Open carlbrown opened 7 years ago
I updated BlueSockets to the latest 4.0 toolchain (see https://github.com/IBM-Swift/BlueSocket/tree/UnsupportedWIP/) to see if that was the problem, and the BlueSocket tests run clean on Linux under the latest snapshots, so that's not it.
The investigation continues.
It appears that the issue is happening because, in the test that passes, the attempt to close the socket fails (although the test passes).

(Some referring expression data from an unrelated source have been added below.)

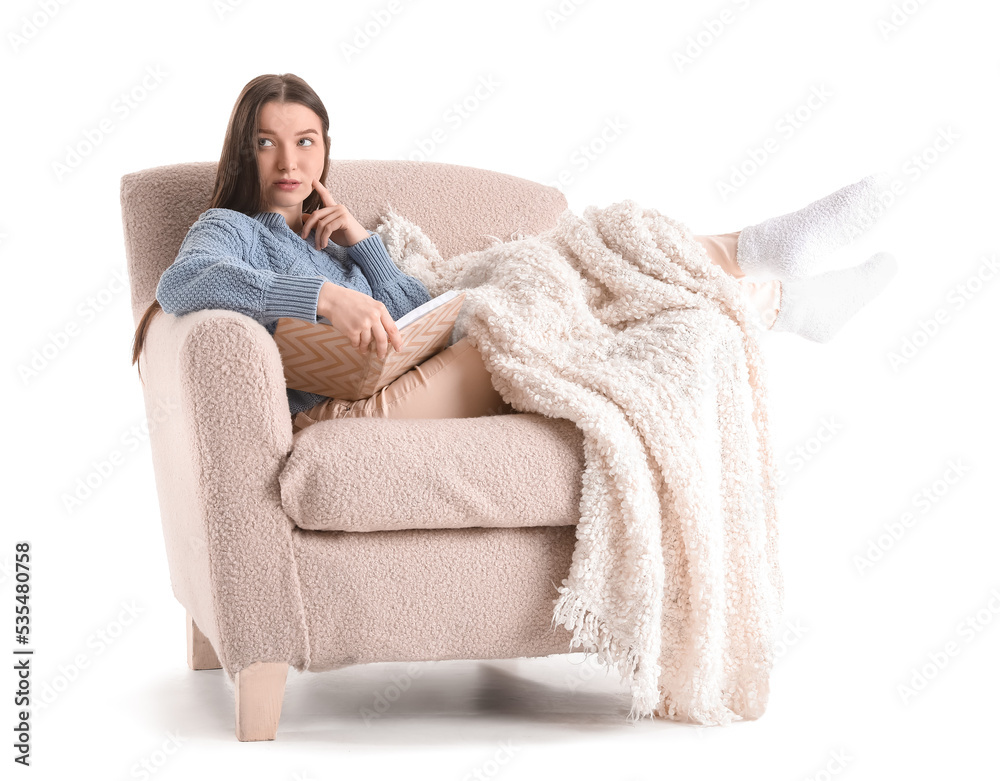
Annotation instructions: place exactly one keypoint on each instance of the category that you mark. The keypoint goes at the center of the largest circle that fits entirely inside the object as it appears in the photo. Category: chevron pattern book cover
(320, 359)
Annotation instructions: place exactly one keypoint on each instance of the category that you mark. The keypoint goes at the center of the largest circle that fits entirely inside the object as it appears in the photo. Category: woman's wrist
(327, 299)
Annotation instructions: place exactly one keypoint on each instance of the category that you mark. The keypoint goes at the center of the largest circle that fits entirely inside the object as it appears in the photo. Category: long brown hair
(237, 179)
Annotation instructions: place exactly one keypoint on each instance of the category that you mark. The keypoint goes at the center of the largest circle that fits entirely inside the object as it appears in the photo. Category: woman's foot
(817, 307)
(789, 246)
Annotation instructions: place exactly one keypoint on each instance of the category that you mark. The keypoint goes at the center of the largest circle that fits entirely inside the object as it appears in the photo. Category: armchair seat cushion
(384, 474)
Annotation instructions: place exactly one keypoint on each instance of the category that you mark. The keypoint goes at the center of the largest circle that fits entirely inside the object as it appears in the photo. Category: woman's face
(289, 147)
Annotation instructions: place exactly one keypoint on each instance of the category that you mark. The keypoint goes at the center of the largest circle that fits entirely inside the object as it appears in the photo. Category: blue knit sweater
(257, 265)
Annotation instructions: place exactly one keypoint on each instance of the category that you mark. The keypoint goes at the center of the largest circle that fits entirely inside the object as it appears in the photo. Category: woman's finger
(324, 194)
(309, 223)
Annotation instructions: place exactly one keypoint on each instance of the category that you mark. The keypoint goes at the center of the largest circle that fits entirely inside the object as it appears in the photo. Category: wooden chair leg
(260, 689)
(201, 655)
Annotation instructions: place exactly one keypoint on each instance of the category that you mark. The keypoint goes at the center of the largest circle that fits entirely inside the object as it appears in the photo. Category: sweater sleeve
(398, 291)
(214, 270)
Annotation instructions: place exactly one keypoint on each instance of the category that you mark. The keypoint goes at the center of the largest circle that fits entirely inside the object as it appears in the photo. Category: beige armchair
(359, 540)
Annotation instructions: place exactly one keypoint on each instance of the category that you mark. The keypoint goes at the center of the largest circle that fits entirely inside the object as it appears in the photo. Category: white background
(854, 636)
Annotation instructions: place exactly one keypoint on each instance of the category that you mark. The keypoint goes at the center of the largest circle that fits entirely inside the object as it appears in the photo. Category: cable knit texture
(257, 265)
(619, 321)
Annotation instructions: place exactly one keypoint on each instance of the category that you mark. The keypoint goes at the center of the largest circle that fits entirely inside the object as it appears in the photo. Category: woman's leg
(454, 383)
(765, 296)
(721, 250)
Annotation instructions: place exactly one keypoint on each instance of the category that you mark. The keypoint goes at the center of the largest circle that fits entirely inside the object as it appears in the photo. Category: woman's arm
(212, 271)
(398, 291)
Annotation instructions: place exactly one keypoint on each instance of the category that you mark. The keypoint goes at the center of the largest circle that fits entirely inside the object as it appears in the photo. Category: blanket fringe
(590, 631)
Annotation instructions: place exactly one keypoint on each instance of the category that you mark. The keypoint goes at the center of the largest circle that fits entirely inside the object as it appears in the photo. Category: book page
(414, 314)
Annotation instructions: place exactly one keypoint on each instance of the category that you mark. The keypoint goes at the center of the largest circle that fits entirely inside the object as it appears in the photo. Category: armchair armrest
(220, 433)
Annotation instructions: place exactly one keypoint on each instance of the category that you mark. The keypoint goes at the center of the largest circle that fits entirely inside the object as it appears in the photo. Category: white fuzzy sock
(789, 246)
(816, 307)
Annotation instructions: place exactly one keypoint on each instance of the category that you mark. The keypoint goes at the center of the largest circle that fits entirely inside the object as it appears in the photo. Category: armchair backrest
(459, 207)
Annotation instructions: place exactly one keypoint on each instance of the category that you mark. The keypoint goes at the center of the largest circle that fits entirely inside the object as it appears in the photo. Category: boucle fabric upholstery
(429, 594)
(382, 474)
(259, 587)
(618, 320)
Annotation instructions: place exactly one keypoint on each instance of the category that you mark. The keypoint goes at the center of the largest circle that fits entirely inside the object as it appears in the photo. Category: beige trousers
(455, 383)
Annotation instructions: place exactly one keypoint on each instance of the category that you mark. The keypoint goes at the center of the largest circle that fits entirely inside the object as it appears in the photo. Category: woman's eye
(269, 141)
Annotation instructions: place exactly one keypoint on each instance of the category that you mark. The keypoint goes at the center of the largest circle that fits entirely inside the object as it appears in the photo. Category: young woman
(273, 242)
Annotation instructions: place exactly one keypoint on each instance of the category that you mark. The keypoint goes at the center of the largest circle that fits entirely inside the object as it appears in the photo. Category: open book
(320, 359)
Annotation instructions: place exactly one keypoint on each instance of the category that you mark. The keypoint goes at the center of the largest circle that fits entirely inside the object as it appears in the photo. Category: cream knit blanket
(619, 321)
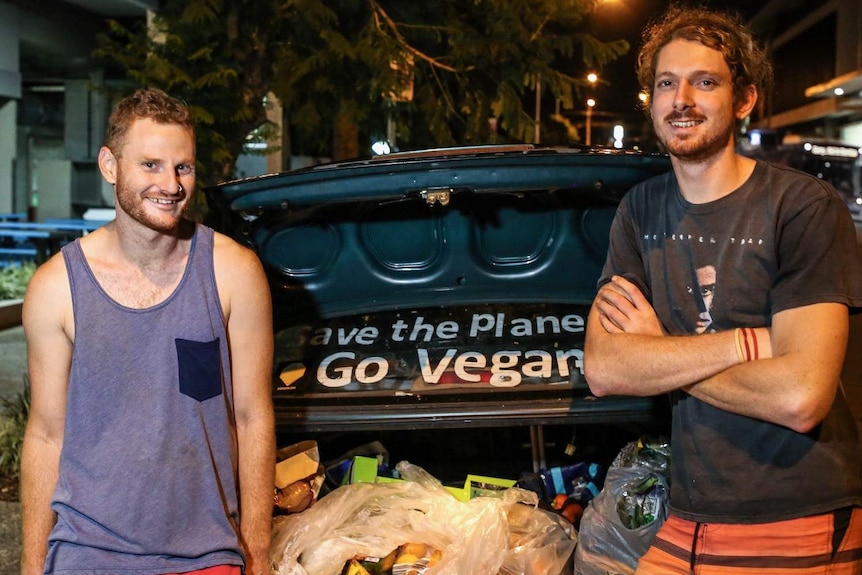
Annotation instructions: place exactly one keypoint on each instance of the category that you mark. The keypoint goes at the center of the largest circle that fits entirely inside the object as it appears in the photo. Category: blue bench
(33, 241)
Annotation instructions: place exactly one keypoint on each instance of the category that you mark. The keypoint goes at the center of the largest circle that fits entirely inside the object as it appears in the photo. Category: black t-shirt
(784, 239)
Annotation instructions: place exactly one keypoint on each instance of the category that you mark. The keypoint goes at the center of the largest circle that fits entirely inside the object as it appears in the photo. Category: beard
(135, 207)
(695, 147)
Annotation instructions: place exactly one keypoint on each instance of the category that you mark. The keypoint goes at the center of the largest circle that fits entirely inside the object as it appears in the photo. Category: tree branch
(379, 13)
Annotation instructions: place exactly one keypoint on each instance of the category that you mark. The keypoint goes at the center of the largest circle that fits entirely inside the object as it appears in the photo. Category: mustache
(683, 117)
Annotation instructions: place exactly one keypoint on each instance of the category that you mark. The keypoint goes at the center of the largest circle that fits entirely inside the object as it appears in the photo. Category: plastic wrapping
(621, 522)
(482, 536)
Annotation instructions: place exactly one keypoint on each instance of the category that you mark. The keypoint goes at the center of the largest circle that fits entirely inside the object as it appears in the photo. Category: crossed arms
(792, 384)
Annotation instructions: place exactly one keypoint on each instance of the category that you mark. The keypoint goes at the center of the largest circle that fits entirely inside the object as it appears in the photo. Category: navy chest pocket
(199, 364)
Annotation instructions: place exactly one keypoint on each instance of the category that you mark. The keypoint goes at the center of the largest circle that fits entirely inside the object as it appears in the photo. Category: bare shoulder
(238, 271)
(48, 300)
(231, 255)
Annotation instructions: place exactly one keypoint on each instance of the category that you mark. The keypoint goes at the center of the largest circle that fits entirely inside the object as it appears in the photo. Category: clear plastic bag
(620, 523)
(373, 519)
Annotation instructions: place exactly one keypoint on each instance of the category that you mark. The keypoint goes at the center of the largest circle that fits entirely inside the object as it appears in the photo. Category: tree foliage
(335, 65)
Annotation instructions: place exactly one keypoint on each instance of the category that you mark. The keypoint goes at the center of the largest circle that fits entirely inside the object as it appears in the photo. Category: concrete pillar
(10, 92)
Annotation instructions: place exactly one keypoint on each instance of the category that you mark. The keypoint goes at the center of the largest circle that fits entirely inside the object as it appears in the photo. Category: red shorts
(828, 544)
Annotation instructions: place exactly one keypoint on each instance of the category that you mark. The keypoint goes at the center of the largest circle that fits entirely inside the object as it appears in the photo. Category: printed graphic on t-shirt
(700, 274)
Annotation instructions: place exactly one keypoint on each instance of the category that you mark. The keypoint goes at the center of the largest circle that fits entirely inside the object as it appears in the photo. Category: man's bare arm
(46, 317)
(796, 387)
(627, 353)
(251, 344)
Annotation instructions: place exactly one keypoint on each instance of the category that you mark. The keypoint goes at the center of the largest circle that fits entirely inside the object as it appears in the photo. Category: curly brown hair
(721, 31)
(149, 103)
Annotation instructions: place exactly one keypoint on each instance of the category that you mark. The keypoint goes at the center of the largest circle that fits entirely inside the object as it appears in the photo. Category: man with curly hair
(149, 447)
(766, 473)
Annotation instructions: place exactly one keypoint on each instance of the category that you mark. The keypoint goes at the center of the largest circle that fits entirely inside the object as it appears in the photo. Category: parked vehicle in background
(839, 163)
(441, 289)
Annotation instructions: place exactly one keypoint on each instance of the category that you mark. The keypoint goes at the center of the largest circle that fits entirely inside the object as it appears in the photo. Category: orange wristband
(738, 337)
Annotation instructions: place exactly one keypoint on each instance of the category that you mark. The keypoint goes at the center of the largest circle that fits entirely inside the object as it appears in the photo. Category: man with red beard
(150, 442)
(765, 468)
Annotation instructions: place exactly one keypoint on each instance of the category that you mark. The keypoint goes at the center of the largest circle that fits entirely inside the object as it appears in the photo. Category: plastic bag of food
(620, 523)
(372, 520)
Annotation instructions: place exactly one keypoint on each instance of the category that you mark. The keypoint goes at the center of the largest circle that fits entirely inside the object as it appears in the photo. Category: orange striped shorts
(828, 544)
(218, 570)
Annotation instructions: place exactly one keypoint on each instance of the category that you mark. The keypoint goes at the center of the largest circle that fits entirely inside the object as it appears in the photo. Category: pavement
(13, 367)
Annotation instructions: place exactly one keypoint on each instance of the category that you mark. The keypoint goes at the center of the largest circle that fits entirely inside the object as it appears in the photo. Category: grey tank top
(147, 478)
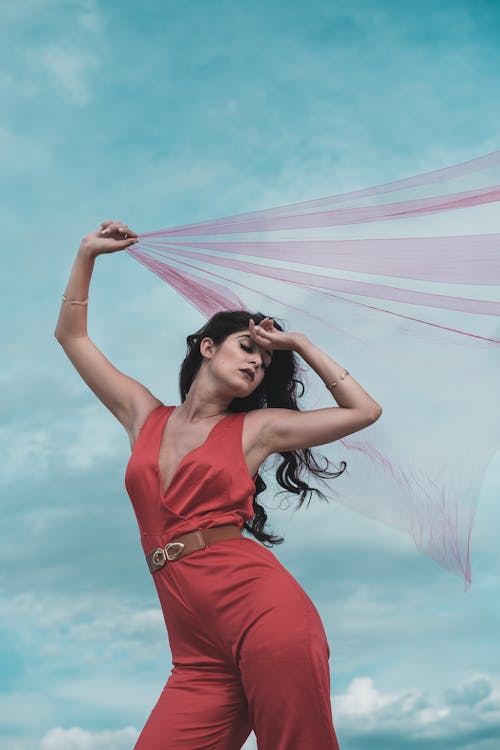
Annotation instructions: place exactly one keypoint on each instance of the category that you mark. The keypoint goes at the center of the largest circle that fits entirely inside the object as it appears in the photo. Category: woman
(249, 650)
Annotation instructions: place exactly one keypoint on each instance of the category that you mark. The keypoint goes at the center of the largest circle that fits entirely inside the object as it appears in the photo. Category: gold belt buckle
(162, 554)
(180, 547)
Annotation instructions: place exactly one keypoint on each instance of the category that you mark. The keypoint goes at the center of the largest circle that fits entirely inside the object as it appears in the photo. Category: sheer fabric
(400, 283)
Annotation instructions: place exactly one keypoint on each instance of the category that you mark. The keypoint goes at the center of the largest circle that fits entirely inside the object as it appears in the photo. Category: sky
(163, 113)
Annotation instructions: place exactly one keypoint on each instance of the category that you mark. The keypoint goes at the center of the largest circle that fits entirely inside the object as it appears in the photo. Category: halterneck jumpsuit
(249, 650)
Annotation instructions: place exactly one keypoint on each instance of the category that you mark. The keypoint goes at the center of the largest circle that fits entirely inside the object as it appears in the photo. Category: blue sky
(160, 113)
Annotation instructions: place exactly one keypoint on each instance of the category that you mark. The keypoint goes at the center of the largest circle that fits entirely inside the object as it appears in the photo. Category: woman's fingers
(116, 229)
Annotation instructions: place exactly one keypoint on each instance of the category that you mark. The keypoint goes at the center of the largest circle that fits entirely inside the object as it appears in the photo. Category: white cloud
(79, 739)
(363, 709)
(70, 70)
(32, 452)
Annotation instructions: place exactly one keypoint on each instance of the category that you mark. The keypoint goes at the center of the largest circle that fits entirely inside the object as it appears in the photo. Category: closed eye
(248, 349)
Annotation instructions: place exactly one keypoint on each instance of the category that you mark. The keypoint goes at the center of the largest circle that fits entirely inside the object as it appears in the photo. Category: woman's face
(240, 362)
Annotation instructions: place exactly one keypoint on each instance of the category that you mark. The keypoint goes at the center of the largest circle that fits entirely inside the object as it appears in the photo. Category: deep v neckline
(164, 493)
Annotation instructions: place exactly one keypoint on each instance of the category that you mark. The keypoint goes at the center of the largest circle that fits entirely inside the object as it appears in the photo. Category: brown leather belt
(186, 543)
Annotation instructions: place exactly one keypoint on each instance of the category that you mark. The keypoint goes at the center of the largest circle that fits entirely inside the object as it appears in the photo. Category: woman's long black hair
(278, 389)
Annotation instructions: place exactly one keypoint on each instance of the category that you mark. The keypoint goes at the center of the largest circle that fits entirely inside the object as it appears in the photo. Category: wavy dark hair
(278, 389)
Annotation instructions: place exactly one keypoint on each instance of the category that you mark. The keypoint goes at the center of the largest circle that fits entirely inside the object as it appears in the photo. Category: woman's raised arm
(127, 399)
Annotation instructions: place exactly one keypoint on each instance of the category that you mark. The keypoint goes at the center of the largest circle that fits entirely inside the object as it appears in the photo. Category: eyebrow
(247, 336)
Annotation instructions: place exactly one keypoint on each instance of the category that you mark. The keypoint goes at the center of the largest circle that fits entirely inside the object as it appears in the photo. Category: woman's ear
(207, 347)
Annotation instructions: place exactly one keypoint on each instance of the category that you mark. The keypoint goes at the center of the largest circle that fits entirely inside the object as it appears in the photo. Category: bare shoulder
(289, 429)
(143, 408)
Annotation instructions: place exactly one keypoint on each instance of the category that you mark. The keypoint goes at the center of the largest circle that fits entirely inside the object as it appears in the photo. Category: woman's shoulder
(143, 412)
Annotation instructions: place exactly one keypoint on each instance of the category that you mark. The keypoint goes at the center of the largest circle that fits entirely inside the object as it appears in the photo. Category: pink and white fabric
(400, 283)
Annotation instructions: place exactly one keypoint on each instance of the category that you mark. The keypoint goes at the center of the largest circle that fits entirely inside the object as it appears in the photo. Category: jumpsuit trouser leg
(250, 653)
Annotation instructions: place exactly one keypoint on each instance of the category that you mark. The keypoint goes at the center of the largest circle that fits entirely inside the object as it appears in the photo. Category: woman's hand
(110, 237)
(269, 337)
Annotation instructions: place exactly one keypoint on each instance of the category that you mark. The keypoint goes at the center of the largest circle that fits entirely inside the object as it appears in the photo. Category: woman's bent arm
(127, 399)
(286, 429)
(72, 321)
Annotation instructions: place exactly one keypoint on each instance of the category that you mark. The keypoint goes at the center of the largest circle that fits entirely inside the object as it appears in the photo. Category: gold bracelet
(346, 372)
(74, 301)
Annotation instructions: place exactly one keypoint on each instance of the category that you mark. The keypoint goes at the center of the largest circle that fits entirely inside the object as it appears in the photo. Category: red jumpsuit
(249, 650)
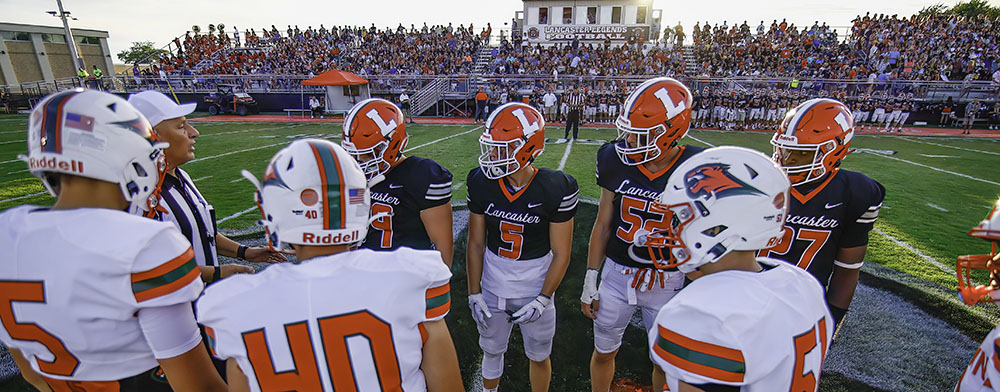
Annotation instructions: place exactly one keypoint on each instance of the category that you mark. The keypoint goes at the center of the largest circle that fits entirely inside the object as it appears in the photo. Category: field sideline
(937, 188)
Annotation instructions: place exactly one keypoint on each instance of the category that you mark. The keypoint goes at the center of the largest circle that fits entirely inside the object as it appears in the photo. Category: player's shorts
(619, 301)
(537, 335)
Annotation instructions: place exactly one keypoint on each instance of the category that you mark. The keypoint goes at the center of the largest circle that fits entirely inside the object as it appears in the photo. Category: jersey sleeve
(438, 186)
(568, 200)
(165, 272)
(691, 346)
(472, 187)
(607, 158)
(437, 294)
(866, 201)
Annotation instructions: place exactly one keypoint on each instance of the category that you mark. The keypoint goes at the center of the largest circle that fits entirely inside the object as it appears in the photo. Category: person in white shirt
(549, 101)
(404, 103)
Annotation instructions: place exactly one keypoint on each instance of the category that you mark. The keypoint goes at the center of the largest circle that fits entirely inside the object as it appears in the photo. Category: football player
(520, 239)
(411, 194)
(321, 324)
(832, 210)
(983, 372)
(94, 298)
(722, 206)
(632, 172)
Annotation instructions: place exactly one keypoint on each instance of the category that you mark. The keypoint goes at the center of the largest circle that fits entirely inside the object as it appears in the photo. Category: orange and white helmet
(375, 136)
(312, 193)
(93, 134)
(514, 136)
(821, 126)
(988, 229)
(655, 116)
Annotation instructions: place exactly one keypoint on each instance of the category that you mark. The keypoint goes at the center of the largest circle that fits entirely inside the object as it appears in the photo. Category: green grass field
(937, 188)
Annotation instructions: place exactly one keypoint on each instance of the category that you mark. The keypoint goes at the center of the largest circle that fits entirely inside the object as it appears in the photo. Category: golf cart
(230, 98)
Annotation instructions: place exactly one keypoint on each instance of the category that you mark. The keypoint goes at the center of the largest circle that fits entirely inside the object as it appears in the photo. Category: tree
(141, 52)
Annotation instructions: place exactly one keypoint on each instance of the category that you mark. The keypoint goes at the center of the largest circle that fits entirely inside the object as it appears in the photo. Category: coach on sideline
(180, 201)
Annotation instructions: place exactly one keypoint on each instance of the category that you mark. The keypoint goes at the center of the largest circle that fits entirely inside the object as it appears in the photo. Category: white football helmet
(720, 200)
(97, 135)
(313, 193)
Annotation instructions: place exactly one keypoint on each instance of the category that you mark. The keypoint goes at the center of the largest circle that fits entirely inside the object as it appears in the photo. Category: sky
(160, 21)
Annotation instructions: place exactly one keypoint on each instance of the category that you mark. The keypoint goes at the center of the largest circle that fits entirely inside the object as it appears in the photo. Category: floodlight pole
(77, 62)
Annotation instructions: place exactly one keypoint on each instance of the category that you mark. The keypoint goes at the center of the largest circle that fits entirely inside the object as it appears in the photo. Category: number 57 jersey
(344, 322)
(759, 331)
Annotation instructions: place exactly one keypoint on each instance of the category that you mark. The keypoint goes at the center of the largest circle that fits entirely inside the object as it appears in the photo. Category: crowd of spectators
(880, 48)
(432, 50)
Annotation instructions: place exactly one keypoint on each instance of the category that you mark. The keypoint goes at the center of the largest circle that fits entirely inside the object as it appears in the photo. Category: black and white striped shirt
(574, 100)
(182, 204)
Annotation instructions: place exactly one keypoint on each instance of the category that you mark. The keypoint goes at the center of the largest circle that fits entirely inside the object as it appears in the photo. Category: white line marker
(922, 255)
(444, 138)
(562, 162)
(701, 141)
(23, 197)
(955, 147)
(931, 205)
(237, 214)
(933, 168)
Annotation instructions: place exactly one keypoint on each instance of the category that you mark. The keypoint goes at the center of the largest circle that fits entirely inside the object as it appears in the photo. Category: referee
(180, 201)
(574, 101)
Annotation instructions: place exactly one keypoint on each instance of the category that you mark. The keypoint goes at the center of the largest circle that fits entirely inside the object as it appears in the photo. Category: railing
(464, 86)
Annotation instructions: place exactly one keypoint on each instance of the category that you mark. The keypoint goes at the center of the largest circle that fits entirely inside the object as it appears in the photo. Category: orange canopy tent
(335, 101)
(335, 78)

Here's the working output (with some extra prints) on the Mac:
Test testHelloEndToEnd() on port 53808
Connection Accepted
Listener called
process setting blocking mode
process resuming reader source <OS_dispatch_source: 0x7f8e8cf0b170> on socket 13
reader source event
reader source event about to read
reader source read 223 bytes
reader source sending to parser
reader source returned from parser
reader source event about to read
close called
socket valid calling close on it
checking reader queue <OS_dispatch_queue_serial: Read Queue 0[0x7f8e8ce2ef40]> before calling cancel
ReaderSource Event Error: Error code: -9982(0x-26FE), Bad file descriptor
close called
checking reader queue <OS_dispatch_queue_serial: Read Queue 0[0x7f8e8ce2ef40]> before calling cancel
reader source cancel
Calling close() on socket -1
close called
And here's the same (failing) call on Linux:
Test testOkEndToEnd() on port 43869
Connection Accepted
Listener called
process setting blocking mode
process resuming reader source Dispatch.DispatchSource on socket 9
reader source event
reader source event about to read
reader source read 228 bytes
reader source sending to parser
reader source returned from parser
close called
socket valid calling close on it
checking reader queue Dispatch.DispatchQueue before calling cancel
checking reader source Dispatch.DispatchSource before calling cancel
Test Case 'ServerTests.testOkEndToEnd' passed (0.021 seconds)
The two diverge at: ReaderSource Event Error: Error code: -9982(0x-26FE), Bad file descriptor
On the Mac when this happens, it indicates that the socket was closed as it was being read. This error doesn't happen on Linux (although the same close()
call does), leaving the socket open so that the next (and subsequent) tests hang.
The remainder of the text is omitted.